Microsoft 365 External Sharing: Best Practices Guide 2026

Partages externes des utilisateurs

Microsoft 365 External Sharing: Best Practices Guide (2026)

 

External sharing in Microsoft 365 is the engine of modern collaboration. It allows employees to work seamlessly with partners, clients, and vendors without leaving their work environment.

But that ease of use can quickly become a serious risk if left ungoverned. The accumulation of access links and external guests creates an attack surface that is often invisible to IT teams.

One figure puts this into perspective: at one of our clients (roughly 3,000 users), we identified more than 35,330 active anonymous links on OneDrive for Business alone. Each one of those links is a door potentially left open to your data.

Here is how to secure external sharing without blocking productivity.
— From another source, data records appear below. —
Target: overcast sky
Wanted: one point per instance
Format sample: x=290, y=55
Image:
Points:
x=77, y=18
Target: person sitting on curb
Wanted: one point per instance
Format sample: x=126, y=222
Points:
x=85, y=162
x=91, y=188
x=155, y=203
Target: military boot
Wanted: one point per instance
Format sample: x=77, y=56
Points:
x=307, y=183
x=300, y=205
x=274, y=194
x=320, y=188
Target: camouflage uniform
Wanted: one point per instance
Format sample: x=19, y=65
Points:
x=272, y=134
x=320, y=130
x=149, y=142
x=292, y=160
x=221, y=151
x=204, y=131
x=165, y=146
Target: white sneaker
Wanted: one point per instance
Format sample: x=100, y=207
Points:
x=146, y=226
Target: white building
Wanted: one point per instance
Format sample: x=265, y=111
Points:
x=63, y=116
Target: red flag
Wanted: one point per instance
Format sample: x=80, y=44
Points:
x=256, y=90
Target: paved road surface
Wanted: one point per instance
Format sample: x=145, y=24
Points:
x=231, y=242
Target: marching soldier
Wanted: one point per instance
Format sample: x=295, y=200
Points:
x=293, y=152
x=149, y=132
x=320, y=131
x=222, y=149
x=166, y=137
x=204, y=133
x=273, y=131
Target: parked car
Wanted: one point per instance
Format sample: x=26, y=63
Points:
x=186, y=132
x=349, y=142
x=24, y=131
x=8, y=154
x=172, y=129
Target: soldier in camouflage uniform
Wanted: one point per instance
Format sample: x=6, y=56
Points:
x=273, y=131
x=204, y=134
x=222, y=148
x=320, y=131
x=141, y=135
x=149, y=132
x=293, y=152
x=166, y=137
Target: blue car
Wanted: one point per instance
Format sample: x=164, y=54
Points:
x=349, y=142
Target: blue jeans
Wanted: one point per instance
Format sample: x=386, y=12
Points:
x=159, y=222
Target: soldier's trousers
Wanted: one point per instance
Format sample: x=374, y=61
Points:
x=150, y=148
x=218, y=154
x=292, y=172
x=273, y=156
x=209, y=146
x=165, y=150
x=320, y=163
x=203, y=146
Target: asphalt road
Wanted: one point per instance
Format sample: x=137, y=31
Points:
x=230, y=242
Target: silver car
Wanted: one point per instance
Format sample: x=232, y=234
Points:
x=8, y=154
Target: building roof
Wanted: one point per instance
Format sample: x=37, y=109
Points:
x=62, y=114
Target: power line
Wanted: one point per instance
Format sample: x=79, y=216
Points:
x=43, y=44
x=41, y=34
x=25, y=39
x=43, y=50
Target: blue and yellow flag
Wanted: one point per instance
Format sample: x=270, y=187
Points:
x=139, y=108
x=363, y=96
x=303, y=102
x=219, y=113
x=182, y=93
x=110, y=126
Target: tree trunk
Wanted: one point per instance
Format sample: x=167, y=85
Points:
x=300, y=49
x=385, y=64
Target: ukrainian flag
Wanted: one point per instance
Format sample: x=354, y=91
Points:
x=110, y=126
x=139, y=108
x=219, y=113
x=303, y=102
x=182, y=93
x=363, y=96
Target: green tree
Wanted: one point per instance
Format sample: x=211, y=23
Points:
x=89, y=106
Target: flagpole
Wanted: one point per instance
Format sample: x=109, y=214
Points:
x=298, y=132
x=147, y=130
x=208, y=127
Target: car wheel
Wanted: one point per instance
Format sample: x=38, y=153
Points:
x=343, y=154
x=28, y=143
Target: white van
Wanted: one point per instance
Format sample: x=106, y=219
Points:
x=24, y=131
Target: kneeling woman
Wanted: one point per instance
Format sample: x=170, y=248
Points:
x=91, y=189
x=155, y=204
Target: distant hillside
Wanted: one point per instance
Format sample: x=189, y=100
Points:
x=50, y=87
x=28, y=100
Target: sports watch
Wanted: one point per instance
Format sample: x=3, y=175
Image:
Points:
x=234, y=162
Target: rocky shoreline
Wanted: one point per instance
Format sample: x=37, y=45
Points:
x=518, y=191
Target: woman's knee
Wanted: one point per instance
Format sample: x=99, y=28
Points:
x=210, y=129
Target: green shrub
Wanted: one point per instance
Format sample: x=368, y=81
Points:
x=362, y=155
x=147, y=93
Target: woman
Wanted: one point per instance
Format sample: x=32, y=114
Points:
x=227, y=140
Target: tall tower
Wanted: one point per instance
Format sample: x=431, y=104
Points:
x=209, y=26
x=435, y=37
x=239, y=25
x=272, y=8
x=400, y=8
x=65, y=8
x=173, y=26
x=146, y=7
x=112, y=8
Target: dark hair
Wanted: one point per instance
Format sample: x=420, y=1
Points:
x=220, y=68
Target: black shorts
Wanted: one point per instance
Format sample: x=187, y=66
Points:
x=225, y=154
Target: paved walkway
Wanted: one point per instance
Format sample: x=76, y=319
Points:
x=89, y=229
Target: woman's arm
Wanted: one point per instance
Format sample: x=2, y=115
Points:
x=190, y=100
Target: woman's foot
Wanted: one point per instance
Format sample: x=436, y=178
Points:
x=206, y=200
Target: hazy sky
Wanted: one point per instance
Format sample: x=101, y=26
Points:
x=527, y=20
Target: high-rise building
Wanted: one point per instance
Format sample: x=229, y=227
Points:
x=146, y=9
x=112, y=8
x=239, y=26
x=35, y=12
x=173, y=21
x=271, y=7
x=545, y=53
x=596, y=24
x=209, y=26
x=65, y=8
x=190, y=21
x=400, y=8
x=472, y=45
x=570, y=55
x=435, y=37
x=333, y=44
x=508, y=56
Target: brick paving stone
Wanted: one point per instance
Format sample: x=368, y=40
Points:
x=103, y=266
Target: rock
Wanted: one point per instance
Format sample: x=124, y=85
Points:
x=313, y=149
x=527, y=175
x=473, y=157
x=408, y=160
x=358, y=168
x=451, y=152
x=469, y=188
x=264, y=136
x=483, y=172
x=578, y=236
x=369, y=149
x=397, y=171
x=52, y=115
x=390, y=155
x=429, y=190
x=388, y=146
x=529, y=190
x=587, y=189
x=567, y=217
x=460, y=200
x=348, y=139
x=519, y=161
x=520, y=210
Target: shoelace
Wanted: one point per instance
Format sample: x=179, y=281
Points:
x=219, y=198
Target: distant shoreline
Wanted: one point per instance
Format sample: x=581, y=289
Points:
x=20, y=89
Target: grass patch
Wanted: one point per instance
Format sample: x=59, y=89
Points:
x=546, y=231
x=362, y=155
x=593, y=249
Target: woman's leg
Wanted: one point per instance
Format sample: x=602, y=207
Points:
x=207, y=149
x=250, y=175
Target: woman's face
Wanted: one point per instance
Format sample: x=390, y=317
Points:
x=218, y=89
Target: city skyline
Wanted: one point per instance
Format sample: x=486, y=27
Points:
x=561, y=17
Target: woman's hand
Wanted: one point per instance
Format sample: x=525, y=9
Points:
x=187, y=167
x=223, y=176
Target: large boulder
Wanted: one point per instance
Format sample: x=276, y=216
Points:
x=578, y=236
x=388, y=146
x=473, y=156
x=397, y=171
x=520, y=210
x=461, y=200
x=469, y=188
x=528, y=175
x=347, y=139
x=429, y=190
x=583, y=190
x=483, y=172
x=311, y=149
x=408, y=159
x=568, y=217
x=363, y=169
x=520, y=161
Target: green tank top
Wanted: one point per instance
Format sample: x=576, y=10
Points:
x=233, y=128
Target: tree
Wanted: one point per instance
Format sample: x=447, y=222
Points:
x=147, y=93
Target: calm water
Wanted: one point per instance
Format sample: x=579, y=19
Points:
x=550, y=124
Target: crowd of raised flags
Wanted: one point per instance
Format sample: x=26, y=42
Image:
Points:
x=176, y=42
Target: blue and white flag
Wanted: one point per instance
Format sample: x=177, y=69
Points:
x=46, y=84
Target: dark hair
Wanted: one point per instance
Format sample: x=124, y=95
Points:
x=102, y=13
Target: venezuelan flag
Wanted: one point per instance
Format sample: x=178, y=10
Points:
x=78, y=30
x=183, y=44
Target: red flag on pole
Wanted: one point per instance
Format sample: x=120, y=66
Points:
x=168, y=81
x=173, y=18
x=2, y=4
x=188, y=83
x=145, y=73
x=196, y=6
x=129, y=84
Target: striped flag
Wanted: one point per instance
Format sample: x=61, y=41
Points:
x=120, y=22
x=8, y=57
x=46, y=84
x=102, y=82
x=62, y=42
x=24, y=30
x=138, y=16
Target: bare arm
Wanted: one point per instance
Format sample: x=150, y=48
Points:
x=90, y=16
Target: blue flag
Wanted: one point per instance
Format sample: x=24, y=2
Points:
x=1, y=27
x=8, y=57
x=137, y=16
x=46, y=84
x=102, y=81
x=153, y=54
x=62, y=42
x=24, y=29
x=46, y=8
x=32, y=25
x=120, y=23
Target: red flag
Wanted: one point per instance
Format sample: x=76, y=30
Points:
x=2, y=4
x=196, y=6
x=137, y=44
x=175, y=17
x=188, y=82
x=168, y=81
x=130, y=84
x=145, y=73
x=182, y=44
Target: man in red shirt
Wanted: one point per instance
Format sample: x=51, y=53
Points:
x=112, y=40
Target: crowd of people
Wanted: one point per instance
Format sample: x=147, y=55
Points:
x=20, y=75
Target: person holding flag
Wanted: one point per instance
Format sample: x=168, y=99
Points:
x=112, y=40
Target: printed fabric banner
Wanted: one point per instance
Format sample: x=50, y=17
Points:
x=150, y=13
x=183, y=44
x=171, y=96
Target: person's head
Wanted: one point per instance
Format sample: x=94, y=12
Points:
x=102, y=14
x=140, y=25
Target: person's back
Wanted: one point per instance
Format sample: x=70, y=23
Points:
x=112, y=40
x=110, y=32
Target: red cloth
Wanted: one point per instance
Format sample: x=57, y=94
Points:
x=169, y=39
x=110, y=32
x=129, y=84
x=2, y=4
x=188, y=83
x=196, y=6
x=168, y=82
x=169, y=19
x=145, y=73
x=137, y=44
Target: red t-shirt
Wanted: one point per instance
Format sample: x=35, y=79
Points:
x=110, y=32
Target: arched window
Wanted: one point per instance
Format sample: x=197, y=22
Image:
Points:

2026 update: This guide incorporates the latest changes to SharePoint and OneDrive sharing options, as well as the standardization of shared channels (Teams Connect) for secure B2B collaboration.

What this article covers: 

 

 

Understanding the Two Types of External Sharing: Guests vs. Links

Before diving into tools and controls, it is critical to distinguish between the two core mechanisms for external sharing in Microsoft 365.

1. Authenticated Guest Users (B2B)

The external user is invited via their professional email address. A "Guest" account is created in your Microsoft Entra ID directory (formerly Azure AD).

  • Advantage: Full traceability. You know exactly who accesses what. Access can be centrally revoked and enforced with multi-factor authentication (MFA).
  • Recommended use: Long-term collaboration, project-based work, access to Teams or SharePoint sites.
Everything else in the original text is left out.